Father Santiago John Kennedy, secretary of the Jubilee 2000 Educational Society, St. Mary’s Industrial Training Institute Campus, Tamil Nadu, India, received $2,000 for training youngsters in various trades.
Father Kennedy said with the help of Operation Rice Bowl funds in the past four years, “We succeeded in opening the long-awaited new trade ‘welding section’ in our ITI campus from August 2018.”
Father Kennedy said from the proceeds sent from Operation Rice Bowl, they met the expenses of constructing the lab with the following machines: TIG (Tungsten Irate Gas) welding machine, MIG (Metallic Irate Gas) welding machine, electrode oven, portable cutting machine and grinding machine.
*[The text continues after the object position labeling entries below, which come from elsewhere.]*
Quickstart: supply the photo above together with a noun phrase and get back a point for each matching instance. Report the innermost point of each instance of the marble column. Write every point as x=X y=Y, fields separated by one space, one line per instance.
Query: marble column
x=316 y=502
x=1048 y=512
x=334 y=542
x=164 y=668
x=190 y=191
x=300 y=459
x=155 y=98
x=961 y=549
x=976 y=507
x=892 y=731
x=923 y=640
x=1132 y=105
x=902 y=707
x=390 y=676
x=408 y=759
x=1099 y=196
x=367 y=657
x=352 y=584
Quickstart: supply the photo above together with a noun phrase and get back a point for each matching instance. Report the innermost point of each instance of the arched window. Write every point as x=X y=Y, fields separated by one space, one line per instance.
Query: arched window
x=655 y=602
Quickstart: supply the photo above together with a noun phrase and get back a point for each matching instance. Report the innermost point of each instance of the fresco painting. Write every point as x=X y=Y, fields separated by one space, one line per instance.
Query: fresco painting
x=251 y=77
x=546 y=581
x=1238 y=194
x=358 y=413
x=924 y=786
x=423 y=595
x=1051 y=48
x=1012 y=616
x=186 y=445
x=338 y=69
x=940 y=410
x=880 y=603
They are able to maintain their cutting and sewing section from the help received through Operation Rice Bowl.
Father Kennedy said the ITI campus was damaged by the recent tropical storm Kaja on Nov. 15, 2018. Though there were no human causalities, the storm broke 300 coconuts and other fruit trees in the campus that were main sources of income to maintain the hostel expenses.
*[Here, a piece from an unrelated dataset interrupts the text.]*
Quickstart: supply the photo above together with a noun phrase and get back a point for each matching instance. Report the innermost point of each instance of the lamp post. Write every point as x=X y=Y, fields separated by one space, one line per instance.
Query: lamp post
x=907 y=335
“It demolished some portions of compound wall and also caused major damages to power and water supply system,” he said.
“While we still expect the mission proceeds to come to our hands from your office, we struggle to spend a lot on rebuilding.”
Further needs focus on two projects.
First, “We struggle to buy the following machines for the next semester: spot welding machine, silicon arc welding machine (air-cooling), power hack sawing machine and arc welding (oil-cooling),” Father Kennedy said.
The other project is the plan to generate a solar panel with 10 kilowatts for their electrical needs.
“We appreciate sincerely your continued support by including our group in the Missionary Co-Op plan 2019,” Father Kennedy wrote in letter to Liszka.
Liszka said he will be sending Father Kennedy an invitation to return this summer to give his mission talk at some of the parishes in the Diocese of Allentown, as this is the yearly Missionary Co-Op Plan for the Diocese in 2019.
Other programs that received grants from 2018 Operation Rice Bowl were:
Diocese of Allentown, $39,021.06.
Catholic Relief Services, $47,857.29.
Missionaries of Charity of St. Teresa of Calcutta, $20,000.
Venezuelan Hammitarian Mission, $22,000.
Eight other mission groups, including Father Kennedy’s mission, received a combined total of $16,000, including Angelic Sisters of St. Paul who serve in Easton in the Diocese of Allentown; Diocese of Koothavakkam, India; Pearl Academy, Father Kumar, India; and Pastoral Evangelization and Children Organization (PEACE), which oversees the educational needs of the students in their schools.
Also, Missionary Sisters of the Holy Rosary, Bryn Mawr, Archdiocese of Philadelphia; Missionary Sisters of the Sacred Heart of Jesus, Reading; and Sisters of Christ the Light, Sister Agnes Mather, India, who teach hearing impaired children.
Bishop’s Discretionary Fund, $7,500.